Anoiteceu mansamente no Mindelo. Um anoitecer de princípio de inverno. O vento norte, cortante, só apareceria lá mais para diante. Era o momento para abordar, com Maria do Céu, o estado actual da nossa relação intima. Sabes que te amo e és importante para mim? Claro que sabes! Não posso dispensar-te. É. É verdade que eu tenho este feitio, às vezes violento. Por meias palavras, cada vez mais ousadas, Maria do Céu foi-me dizendo como a assustava quando, com olhos penetrantes, autênticas brocas a perfurar a alma, a submetia a interrogatórios. A ponto de ou perder o fio do raciocínio e não ser capaz de me responder ou ter mesmo desejo de nada me dizer, com receio de que cada nova informação servisse apenas para eternizar o momento. Eu sei. É, talvez, demasiado querer saber tudo àcerca de ti. O que fazes, quando não estás comigo... por onde andas... os teus pensamentos, mesmo... Mas sempre foi assim. E, depois, acho ter sido esse meu interesse a evitar-te um destino nada invejável! Lembra-te, por favor, Maria do Céu... Sabes onde estavas a esta hora, se não fosse esse meu interesse?... Deixei Maria do Céu falar muito, o que ela ia fazendo, progressivamente mais corajosa. Aos poucos, a porta fechada em Paris ia abrindo uma frincha. Não forcei, não fosse fechá-la novamente. Via, nas suas frases, construídas um pouco a esmo, uma ânsia de liberdade profunda. Parecia ter saudades do tempo em que punha e dispunha dela mesma! Parecia uma jovem chegada à puberdade, arrebitada pelo entendimento de já poder escolher. Mas eu não quero ser nenhum paizinho para ti, Maria do Céu! Não quero senão proteger-te dos sobressaltos da vida. Ou não é verdade que uma mulher sózinha dificilmente se defende, por vezes? Deves saber isso muito bem! Pronto! Desculpa! Lá estou eu a falar no passado!...

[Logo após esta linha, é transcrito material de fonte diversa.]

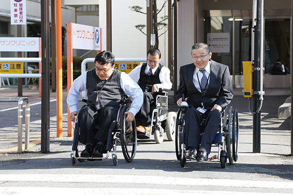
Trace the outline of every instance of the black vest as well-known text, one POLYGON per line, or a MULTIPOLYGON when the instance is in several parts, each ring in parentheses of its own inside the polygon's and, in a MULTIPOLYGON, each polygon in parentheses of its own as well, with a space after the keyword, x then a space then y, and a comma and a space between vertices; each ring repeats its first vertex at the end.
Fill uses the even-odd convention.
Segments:
POLYGON ((159 67, 158 67, 155 73, 150 76, 148 76, 144 72, 146 66, 146 63, 144 63, 141 66, 140 78, 138 84, 143 92, 151 92, 152 87, 154 84, 161 83, 159 75, 163 65, 159 64, 159 67))
MULTIPOLYGON (((97 88, 99 91, 106 80, 101 80, 96 74, 95 69, 88 71, 87 74, 87 103, 90 106, 95 106, 97 88)), ((114 69, 112 75, 108 79, 109 80, 99 94, 99 102, 101 108, 119 105, 124 94, 120 86, 121 75, 121 72, 114 69)))

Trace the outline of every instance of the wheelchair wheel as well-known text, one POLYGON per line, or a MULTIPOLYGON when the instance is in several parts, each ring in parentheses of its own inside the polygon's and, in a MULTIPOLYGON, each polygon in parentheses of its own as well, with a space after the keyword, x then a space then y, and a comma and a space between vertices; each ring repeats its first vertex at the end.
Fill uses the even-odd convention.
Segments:
POLYGON ((136 152, 137 144, 137 134, 136 133, 136 124, 135 120, 132 122, 125 121, 124 112, 129 109, 124 106, 120 110, 119 114, 121 116, 118 122, 121 129, 120 132, 120 142, 124 158, 127 162, 132 161, 136 152), (132 128, 130 128, 132 126, 132 128))
POLYGON ((233 106, 230 106, 229 109, 229 114, 228 116, 228 124, 227 124, 227 134, 226 134, 226 145, 227 146, 227 156, 228 159, 229 159, 229 163, 230 164, 232 164, 234 159, 233 157, 233 141, 232 141, 232 131, 233 131, 233 118, 234 115, 234 109, 233 106))
POLYGON ((233 126, 232 132, 232 140, 233 142, 233 158, 235 162, 238 160, 238 148, 239 146, 239 124, 238 119, 238 111, 234 110, 233 115, 233 126))
POLYGON ((166 122, 166 134, 169 141, 175 140, 175 132, 177 114, 174 112, 170 112, 167 116, 166 122))
POLYGON ((183 132, 183 113, 181 110, 178 110, 176 122, 176 129, 175 132, 175 148, 176 156, 178 160, 180 160, 181 152, 182 150, 181 142, 182 141, 182 134, 183 132))
POLYGON ((164 140, 164 131, 157 126, 155 128, 154 132, 154 137, 155 142, 157 144, 161 144, 164 140))

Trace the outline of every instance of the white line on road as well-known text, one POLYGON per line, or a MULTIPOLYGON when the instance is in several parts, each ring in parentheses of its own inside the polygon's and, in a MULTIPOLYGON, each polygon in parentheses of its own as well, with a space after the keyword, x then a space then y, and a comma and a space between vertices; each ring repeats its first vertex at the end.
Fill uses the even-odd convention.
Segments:
MULTIPOLYGON (((57 99, 54 99, 54 100, 50 100, 50 102, 54 102, 54 101, 57 101, 57 99)), ((42 103, 41 102, 38 102, 37 103, 34 103, 34 104, 30 104, 31 106, 35 106, 35 105, 38 105, 38 104, 40 104, 41 103, 42 103)), ((23 107, 26 107, 26 104, 24 104, 23 106, 23 107)), ((15 109, 18 109, 19 108, 18 107, 14 107, 14 108, 7 108, 7 109, 3 109, 3 110, 0 110, 0 112, 4 112, 4 111, 8 111, 8 110, 15 110, 15 109)))
POLYGON ((172 178, 160 176, 95 174, 0 174, 0 181, 144 184, 293 189, 293 182, 172 178), (120 181, 120 182, 117 182, 120 181))
MULTIPOLYGON (((107 194, 107 195, 261 195, 267 192, 244 192, 229 191, 202 191, 197 190, 176 190, 146 188, 68 188, 42 187, 1 187, 2 195, 32 195, 34 192, 39 195, 52 194, 107 194)), ((288 194, 269 193, 269 195, 287 195, 288 194)), ((290 194, 291 195, 291 194, 290 194)))

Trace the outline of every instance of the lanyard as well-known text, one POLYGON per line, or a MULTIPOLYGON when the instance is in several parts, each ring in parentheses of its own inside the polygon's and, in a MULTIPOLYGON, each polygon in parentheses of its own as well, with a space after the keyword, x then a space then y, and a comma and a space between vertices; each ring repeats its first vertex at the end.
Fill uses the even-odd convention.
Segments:
POLYGON ((106 84, 107 84, 107 82, 108 82, 108 81, 109 80, 110 80, 110 79, 112 77, 112 76, 113 75, 113 72, 112 72, 111 76, 110 76, 110 77, 107 80, 106 80, 106 82, 105 82, 105 83, 102 86, 102 88, 101 88, 101 90, 100 90, 99 91, 98 90, 98 78, 99 76, 97 76, 97 98, 96 99, 96 102, 97 102, 99 100, 99 98, 98 98, 98 96, 99 96, 99 94, 100 94, 100 93, 101 92, 101 91, 102 90, 103 90, 103 88, 104 88, 104 87, 106 85, 106 84))
POLYGON ((201 106, 202 108, 204 108, 204 106, 203 106, 203 92, 204 90, 206 90, 206 86, 207 86, 207 84, 208 83, 208 80, 209 78, 209 76, 210 74, 208 74, 208 77, 207 78, 207 81, 205 84, 205 86, 204 86, 204 88, 202 88, 201 86, 200 85, 200 82, 199 82, 199 78, 198 78, 198 74, 196 72, 196 76, 197 76, 197 80, 198 81, 198 84, 199 84, 199 88, 200 88, 200 90, 201 91, 201 97, 200 98, 200 101, 201 102, 201 106))

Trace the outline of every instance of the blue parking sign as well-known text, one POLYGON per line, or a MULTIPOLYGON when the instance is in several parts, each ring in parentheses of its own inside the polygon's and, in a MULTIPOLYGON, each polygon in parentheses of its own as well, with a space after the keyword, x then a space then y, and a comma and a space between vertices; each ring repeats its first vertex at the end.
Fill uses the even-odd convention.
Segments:
POLYGON ((8 70, 9 68, 9 64, 3 64, 3 70, 8 70))
POLYGON ((125 70, 126 67, 125 64, 120 64, 120 70, 125 70))

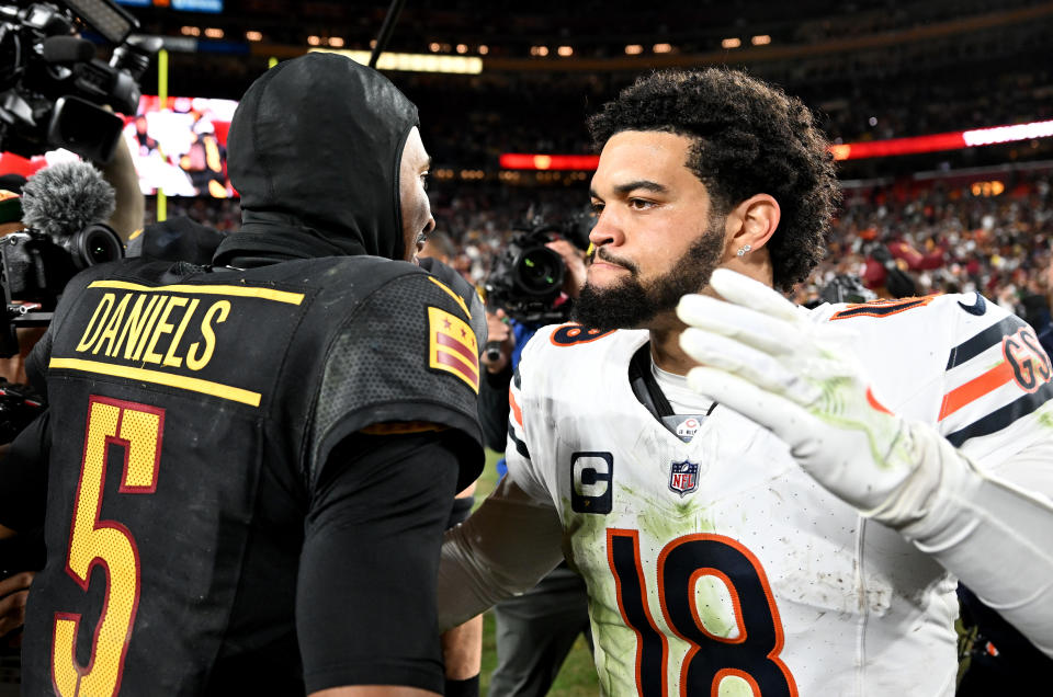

Quando, naquela noite, recriamos o amor antigo, Maria do Céu tinha conseguido de mim o acordo para disfrutar duma maior liberdade. Poderia sair quando muito bem entendesse, sem o medo de ter que me dar explicações. Poderia fazer do seu tempo um espaço próprio, sem a necessidade de desenhar os seus contornos. Poderia mesmo tentar encontrar a ocupação dum trabalho. Aos poucos, eu fora cedendo em tudo isso, sem explicitamente ela mo ter pedido.

No dia seguinte, fui procurar um velho conhecido, do tempo em que era repórter dos casos de polícia. O Marques, agente da judiciária, então já reformado. Muitas vezes tinha apreciado a sua tenacidade na procura dos criminosos. Por mais pequenos que fossem os delitos. Contratei com ele seguir Maria do Céu nas suas deambulações e fazer-me todos os dias o respectivo relatório.